Carvalho, 39, is a former prosecutor who ran for Suffolk County District Attorney in 2019. More recently, he has worked as the executive director of the city of Boston’s Human Rights Commission— an appointment made by former Mayor Martin Walsh. Before leaving the Legislature to seek the DA’s job, Carvalho led on criminal justice reform legislation and sought to add frequency to the Fairmount Line— two issues that he says remain critical to voters in District 4.
“My voice is that of a proven champion and I know what I can bring to the table,” he told the Reporter this week. “I’m coming in with the same drive that I had on Beacon Hill to really take it to the next level.”
Carvalho joins a field of more than 10 men and women who have said they will seek a spot on the ballot. Nomination papers became available this week for distribution on Tuesday. About one-quarter of the precincts in District 4— which includes parts of Mattapan and Dorchester— overlap with sections of his former House district.
“These are communities that I know like the back of my hand. I knocked on these doors. People there know that I show up and I help,” he said.
Carvalho said he considered running for an at-large seat, but opted for D-4 because he thinks it’s the “highest need community in the city of Boston right now.... and I can get things done for it.”
Still, he said, he has been impressed by the volume of candidates who will be running against him. “I’m encouraged by the engagement, because that’s been an issue in our community. To see that many Black men and women having the courage to step up, I know how hard that is. So, I’m looking forward to engaging with them now and after the election to make sure we work together.”
In addition to pulling papers, Carvalho has already hired a field director — Kelvin Green II—to kick-start his candidacy. Green last worked as a field coordinator for Sen. Elizabeth Warren with a focus on the city of Somerville.
Other candidates who say they plan to seek election for District 4 include William Dickerson III, Nikkia Jean-Charles, Trina Ruffin, Troy Smith, Jacob Urena, Josette Williams, Brian Worrell, Leonard M. Lee, Sr., Joel Richards, Trevour Smith and Deeqo Jibril. Each of them has set up accounts with the state’s Office of Campaign and Political Finance.
See you out on the campaign trail! – That’s the word from City Councillor Frank Baker, who made it official last week: He’s a candidate for re-election in District 3.
Baker posted an image showing him applying for nomination papers with a statement that said, in part: “Every day that I serve the residents of District 3 is a privilege and I look forward to continuing my work...My team and I have always done the work with boots on the ground and will continue to do so as I seek another term, with district wide support.”
Baker is facing potential challenges from two people who have said they plan to run in District 3: Stephen McBride and Romilda Pereira.
Collins won’t run for mayor – State Sen. Nick Collins, who represents much of Dorchester, Mattapan, and South Boston in the First Suffolk District, is not going to run for mayor. Collins issued a statement on Tuesday morning saying, “After much encouragement and consideration and discussions with family, I’ve decided I will not be a candidate for mayor. I remain dedicated to my job in the Massachusetts Senate and working with leadership and my colleagues on our shared priorities to help Boston and the Commonwealth grow and thrive. I look forward to working closely with City Hall to create a better Boston for all.”
Ten candidates for mayor and at-large city council are trying to get the signature requirement altered, citing safety concerns due to the pandemic. In a letter addressed to lawmakers and Secretary of State William Galvin, the candidates expressed their concern about gathering thousands of signatures from Boston voters in person this spring.

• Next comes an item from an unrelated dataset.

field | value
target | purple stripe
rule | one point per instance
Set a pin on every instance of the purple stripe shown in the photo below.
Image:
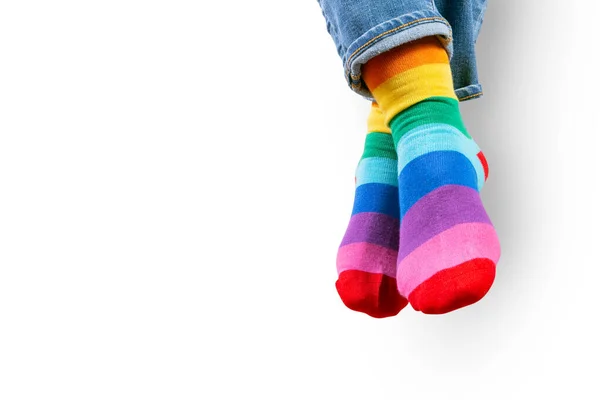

“The ongoing Covid-19 pandemic renders in-person signature collection dangerous to public health,” the candidates wrote in the letter, which was signed by Acting Mayor Kim Janey, mayoral candidates John Barros, Councillors Annissa Essaibi George, Andrea Campbell, Michael Flaherty, and Julia Mejia, state Rep. Jon Santiago, Alex Gray, David Halbert, and Kelly Bates.

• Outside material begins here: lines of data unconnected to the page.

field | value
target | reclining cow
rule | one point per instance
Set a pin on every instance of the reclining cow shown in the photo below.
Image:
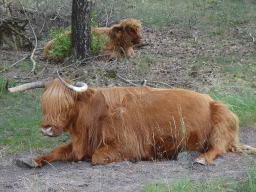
(120, 40)
(133, 123)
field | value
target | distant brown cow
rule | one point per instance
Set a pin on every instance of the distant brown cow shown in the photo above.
(133, 123)
(120, 40)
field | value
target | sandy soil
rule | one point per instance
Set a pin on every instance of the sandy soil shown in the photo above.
(165, 60)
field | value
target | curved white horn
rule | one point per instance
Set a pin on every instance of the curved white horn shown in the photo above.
(26, 86)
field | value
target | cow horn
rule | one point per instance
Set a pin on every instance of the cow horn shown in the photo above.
(26, 86)
(77, 86)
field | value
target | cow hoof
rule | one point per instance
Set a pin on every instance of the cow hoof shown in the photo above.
(25, 163)
(201, 161)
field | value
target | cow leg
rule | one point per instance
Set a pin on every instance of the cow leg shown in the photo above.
(107, 154)
(61, 153)
(209, 156)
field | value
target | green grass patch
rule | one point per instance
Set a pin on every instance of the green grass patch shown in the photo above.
(185, 184)
(240, 100)
(21, 117)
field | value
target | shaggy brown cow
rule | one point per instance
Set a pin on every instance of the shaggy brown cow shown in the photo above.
(133, 123)
(120, 40)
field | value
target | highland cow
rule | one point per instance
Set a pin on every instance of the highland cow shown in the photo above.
(120, 40)
(133, 123)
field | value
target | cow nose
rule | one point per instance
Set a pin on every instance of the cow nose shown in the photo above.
(47, 131)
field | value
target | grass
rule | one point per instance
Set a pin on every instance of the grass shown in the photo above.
(184, 184)
(240, 100)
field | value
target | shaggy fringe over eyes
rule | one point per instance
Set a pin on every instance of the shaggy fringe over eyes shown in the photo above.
(57, 101)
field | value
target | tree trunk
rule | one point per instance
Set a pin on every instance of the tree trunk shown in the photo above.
(81, 29)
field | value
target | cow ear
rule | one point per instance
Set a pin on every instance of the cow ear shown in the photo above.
(117, 29)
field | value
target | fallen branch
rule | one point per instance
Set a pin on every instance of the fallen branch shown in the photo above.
(142, 83)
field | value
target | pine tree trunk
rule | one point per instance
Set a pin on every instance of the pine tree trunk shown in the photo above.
(81, 29)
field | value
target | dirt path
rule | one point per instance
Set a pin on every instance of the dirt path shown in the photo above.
(122, 176)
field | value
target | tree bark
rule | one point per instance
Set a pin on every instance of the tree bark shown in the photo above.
(81, 29)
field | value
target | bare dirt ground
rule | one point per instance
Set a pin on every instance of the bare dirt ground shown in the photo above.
(163, 61)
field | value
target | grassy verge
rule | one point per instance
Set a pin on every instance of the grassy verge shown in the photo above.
(240, 100)
(185, 184)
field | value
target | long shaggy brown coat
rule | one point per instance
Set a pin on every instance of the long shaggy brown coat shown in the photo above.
(115, 124)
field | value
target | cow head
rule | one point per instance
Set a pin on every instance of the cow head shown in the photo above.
(127, 31)
(58, 103)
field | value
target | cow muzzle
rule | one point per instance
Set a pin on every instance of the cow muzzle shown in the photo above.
(52, 131)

Currently, each mayoral candidate must gather 3,000 verified signatures in order to make it onto the September primary ballot. At-large city council candidates need to collect 1,500.
The candidates outlined the changes they would like to see made, which include temporarily reducing the number of signatures required and allowing for electronic signatures, which was permitted in 2020.

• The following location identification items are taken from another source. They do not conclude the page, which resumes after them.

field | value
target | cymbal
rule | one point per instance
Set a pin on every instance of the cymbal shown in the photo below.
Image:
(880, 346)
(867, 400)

“Last year, your efforts to allow candidates to collect signatures electronically placed the Commonwealth at the forefront of a movement to ensure our democracy remains fair and accessible during a pandemic,” the candidates wrote. “This year, we hope you will continue that legacy, consistent with the proposals outlined in this letter.”
“The Secretary has no authority to change the signature requirements,” and a change would require a home rule petition, said a spokeswoman for Galvin’s office on Monday.